Building on its substantial prior and ongoing work regarding Societal Aging, the Network has recently been funded by the John A. Hartford Foundation to develop an index, termed the Hartford Index of Societal Aging, composed of reliable and sensitive economic and social indicators that permit accurate quantitative assessment of both current conditions and likely future trajectory of society along the principal policy dimensions of interest. Such an index is required if we are to measure the degree of success, or failure, of policies designed to facilitate successful societal aging and thus provide a context that facilitates the capacity of older persons to access the health care and social and economic supports needed to function effectively. The time has come to move beyond the archaic old-age dependency ratio, which equates old age with dependency and neglects many of the critical social, behavioral and economic factors that influence societal function.
Composition of the Index
- A measure of the gaps in well-being, economic security and opportunity between the haves and have nots, both within and across generations.
- The Gini coefficient, an accepted measure of concentration of wealth in a national population, and measures of economic security such as savings levels and adequacy of social insurance.
- Life expectancy at various ages such as 0, 25, 50, 65, and 85.
- Measures of life expectancy at young, middle and old ages provide different insights into the life course active (disability free) life expectancy.
- Educational attainment
- Access to education at middle and later ages (?)
- Availability of insurance, by age
- Health insurance quality, including s generosity ( actuarial value ) of benefits and average out-of-pocket health expenditures
- Age specific opportunity and utilization of both labor force and non-market productive activities such as volunteering
- Retirement savings rates and types of savings vehicles such as availability of social security (uniform with the US), employer-provided pension plans (very heterogeneous), and private savings (strong social gradient)
- Retirement age, rates of phased retirement (e.g. part time work, self-employment)
- Measures of social education and training
- Measures of tensions between generations, solidarity between generations, strength of social safety net, such as estimates of :
- Age integration/segregation
- Social supports/networks
- Monetary and in-kind gifts between generations of family members and including non-traditional family members
- Caregiving and to whom
- Attitudes regarding intergenerational issues (support for child programs)

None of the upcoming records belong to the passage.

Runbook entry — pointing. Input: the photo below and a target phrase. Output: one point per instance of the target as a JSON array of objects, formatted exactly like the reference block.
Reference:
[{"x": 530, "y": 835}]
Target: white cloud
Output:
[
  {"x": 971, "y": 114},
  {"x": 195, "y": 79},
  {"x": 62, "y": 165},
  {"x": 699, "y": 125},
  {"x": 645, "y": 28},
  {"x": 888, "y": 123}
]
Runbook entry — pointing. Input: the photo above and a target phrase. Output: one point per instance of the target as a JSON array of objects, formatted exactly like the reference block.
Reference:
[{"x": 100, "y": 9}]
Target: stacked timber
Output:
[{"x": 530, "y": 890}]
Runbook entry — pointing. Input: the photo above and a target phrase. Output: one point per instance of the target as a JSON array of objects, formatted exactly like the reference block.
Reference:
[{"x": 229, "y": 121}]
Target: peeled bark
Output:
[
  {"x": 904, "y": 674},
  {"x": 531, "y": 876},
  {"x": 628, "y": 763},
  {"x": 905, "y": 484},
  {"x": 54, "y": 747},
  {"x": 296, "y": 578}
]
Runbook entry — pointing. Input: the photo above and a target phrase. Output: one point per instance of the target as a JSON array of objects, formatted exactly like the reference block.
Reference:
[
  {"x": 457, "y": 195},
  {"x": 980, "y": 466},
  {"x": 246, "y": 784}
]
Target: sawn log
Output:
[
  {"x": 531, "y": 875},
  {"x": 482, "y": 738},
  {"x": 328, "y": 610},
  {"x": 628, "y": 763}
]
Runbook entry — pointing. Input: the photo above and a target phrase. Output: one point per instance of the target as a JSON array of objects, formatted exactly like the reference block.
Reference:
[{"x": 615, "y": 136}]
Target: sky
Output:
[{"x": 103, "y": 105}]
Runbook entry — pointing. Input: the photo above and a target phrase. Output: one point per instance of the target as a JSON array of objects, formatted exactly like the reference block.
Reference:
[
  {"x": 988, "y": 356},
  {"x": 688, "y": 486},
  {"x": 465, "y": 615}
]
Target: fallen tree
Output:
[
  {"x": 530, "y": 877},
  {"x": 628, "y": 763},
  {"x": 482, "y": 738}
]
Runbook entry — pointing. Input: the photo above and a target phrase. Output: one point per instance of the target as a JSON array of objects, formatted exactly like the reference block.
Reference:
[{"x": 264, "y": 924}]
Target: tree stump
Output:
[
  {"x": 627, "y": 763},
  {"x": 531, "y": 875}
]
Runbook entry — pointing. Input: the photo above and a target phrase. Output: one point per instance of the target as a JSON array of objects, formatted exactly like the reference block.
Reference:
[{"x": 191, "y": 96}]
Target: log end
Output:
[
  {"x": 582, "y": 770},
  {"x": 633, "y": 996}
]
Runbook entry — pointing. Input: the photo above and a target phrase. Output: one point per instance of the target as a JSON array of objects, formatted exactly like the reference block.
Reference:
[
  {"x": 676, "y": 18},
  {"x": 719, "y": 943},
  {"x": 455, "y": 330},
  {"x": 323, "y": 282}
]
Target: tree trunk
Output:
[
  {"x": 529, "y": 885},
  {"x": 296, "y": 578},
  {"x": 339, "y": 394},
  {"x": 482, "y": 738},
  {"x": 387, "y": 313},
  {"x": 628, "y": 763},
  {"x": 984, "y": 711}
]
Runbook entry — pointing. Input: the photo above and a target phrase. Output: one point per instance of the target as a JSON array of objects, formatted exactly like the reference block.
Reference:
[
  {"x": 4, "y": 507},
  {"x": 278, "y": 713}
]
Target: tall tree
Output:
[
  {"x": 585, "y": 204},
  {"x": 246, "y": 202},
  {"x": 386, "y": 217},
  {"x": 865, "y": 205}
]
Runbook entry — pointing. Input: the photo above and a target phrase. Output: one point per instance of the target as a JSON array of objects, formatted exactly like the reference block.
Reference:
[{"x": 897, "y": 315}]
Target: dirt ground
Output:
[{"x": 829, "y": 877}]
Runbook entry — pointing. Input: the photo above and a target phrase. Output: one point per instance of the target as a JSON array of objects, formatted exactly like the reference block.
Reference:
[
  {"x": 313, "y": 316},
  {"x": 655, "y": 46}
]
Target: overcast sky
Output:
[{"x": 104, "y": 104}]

- Attitudes towards government spending on pensions / on education
Value of International Comparisons
The intent is to calculate the Index for the United States and several Western European countries. Whereas countries in Western Europe aged ahead of this country, reflecting their post–World War II baby bust and sustained reductions in total fertility below the replacement rate, the U.S. baby boom and higher fertility rate have combined to delay the emergence of an aging society (defined here as one with more individuals over age 65 years than under 15 years) by a couple decades. For instance, Germany currently has a population age distribution that the United States will not experience until 2030, and neither Germany’s society nor its economy have faced ruin. The experiences of the Western European countries, which are like the United States in many ways, and even the experience of japan, might be informative in many but surely not all domains as we seek to establish the policies this nation needs to adopt for a successful transition, to emerge as a productive and equitable aging society.